The ribbon-cutting was followed by a lecture from Carl H. June, MD, director of translational research at the Abramson Cancer Center at the University of Pennsylvania. June has collaborated for years with Rapoport and is a pioneer in the development of CAR T-cell therapy. The lecture is part of June having received the prestigious Passano Award this year. Every year since 1945, the Passano Foundation has honored a scientist who has made an outstanding contribution to the advancement of medical science and whose work has been done in the United States. June is sharing the award with Michel Sadelain, MD, PhD, director of the Center for Cell Engineering at Memorial Sloan Kettering Cancer Center in New York.
The new laboratory will be a resource for all the clinical departments and divisions at UMSOM, including hematology/oncology, cardiology, surgery, and neurotrauma. Researchers at three University of Maryland campuses — the University of Maryland, Baltimore; the University of Maryland, College Park; and the University of Maryland, Baltimore County — will have access to the laboratory, which also will provide leased space to private biomedical companies.
Rapoport’s research has focused on using a patient’s genetically engineered immune cells to treat blood cancers. Since 1998, he has led six major clinical trials, with more than 150 patients. The results of his latest study, from 2015, showed significant success using genetically modified T cells to treat patients with multiple myeloma, a cancer of the bone marrow.
The laboratory will be named in honor of Angelos’ sister, Fannie Angelos, who died in 2015 of complications from a bone marrow disorder. Rapoport was one of her oncologists.
Curt Civin, MD, professor in the departments of Pediatrics and Physiology at UMSOM, director of the UMSOM Center for Stem Cell Biology and Regenerative Medicine, and associate dean for research at the school, served as a consultant/advisor to Rapoport and the team that designed and developed the lab, providing guidance and support. “It has long been my dream to have such a facility on our campus, and we are very grateful for Mr. Angelos’ generous support to help make it a reality,” Civin said.

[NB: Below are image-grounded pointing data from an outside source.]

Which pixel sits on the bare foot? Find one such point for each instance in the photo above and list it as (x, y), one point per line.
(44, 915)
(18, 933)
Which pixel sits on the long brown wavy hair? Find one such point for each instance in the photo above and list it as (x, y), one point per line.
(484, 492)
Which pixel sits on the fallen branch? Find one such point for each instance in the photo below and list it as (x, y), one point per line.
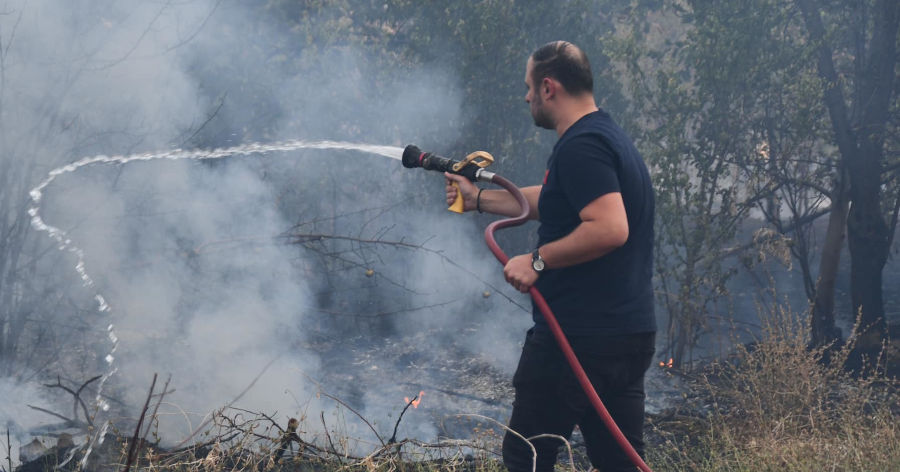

The Fannie Angelos Cellular Therapeutics Laboratory — a GMP (Good Manufacturing Process) and Clean Room Facility — also was made possible by a $250,000 gift from Neil Kishter, a longtime supporter of the Blood and Marrow Transplant Program who is the founder of the Kishter Group, a wealth management firm in Washington, D.C. Additional support came from a $500,000 gift from the family of philanthropists Hamish and Christine Osborne. Hamish Osborne, who died in July 2016, and his wife have been generous supporters of UMSOM. The family’s gift will fund the laboratory director’s position — the Hamish and Christine Osborne Director of Cellular Therapeutics.

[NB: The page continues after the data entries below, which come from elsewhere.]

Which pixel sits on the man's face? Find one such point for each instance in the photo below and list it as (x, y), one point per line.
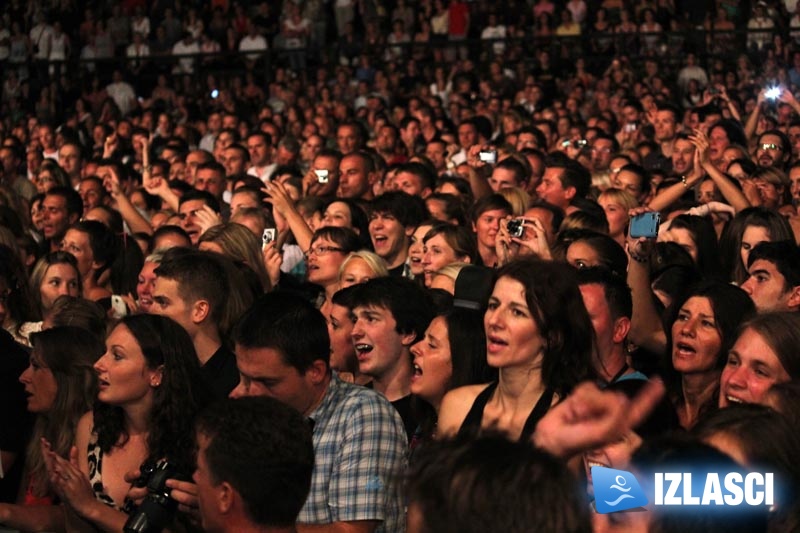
(193, 160)
(437, 153)
(263, 372)
(189, 223)
(665, 126)
(389, 238)
(207, 490)
(380, 349)
(70, 159)
(769, 151)
(768, 288)
(211, 181)
(411, 133)
(260, 151)
(411, 184)
(168, 302)
(683, 157)
(47, 138)
(526, 140)
(502, 178)
(628, 181)
(594, 299)
(347, 139)
(386, 140)
(92, 194)
(56, 219)
(551, 189)
(9, 162)
(794, 177)
(234, 161)
(601, 154)
(353, 178)
(467, 136)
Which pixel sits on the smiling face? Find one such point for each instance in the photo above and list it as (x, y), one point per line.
(379, 347)
(323, 262)
(696, 341)
(389, 238)
(123, 374)
(416, 250)
(512, 335)
(752, 368)
(751, 236)
(438, 253)
(145, 286)
(58, 280)
(40, 384)
(433, 366)
(355, 271)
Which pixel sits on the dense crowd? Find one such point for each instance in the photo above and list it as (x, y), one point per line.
(473, 250)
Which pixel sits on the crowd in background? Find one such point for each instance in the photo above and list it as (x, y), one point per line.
(420, 225)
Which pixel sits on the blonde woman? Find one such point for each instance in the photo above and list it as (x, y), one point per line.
(361, 266)
(616, 204)
(239, 244)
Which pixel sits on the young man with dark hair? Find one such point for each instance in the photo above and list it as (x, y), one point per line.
(61, 207)
(192, 288)
(774, 282)
(190, 205)
(389, 315)
(393, 218)
(608, 301)
(254, 463)
(563, 180)
(282, 351)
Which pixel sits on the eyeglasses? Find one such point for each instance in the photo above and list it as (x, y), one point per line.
(770, 146)
(321, 250)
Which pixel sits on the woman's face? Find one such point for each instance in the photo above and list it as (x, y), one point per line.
(324, 261)
(512, 336)
(752, 368)
(696, 341)
(123, 375)
(581, 255)
(438, 253)
(433, 366)
(337, 214)
(37, 215)
(45, 181)
(616, 214)
(145, 285)
(77, 243)
(751, 236)
(59, 279)
(343, 355)
(416, 251)
(356, 271)
(615, 454)
(40, 384)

“Immunotherapy is an extremely exciting area of scientific endeavor, especially for the treatment of cancer,” said UMSOM Dean E. Albert Reece, MD, PhD, MBA, executive vice president for medical affairs at UMB and the John Z. and Akiko K. Bowers Distinguished Professor. “This new laboratory has the potential to yield groundbreaking findings, not only for scientists studying cancer, but for many other disciplines as well.”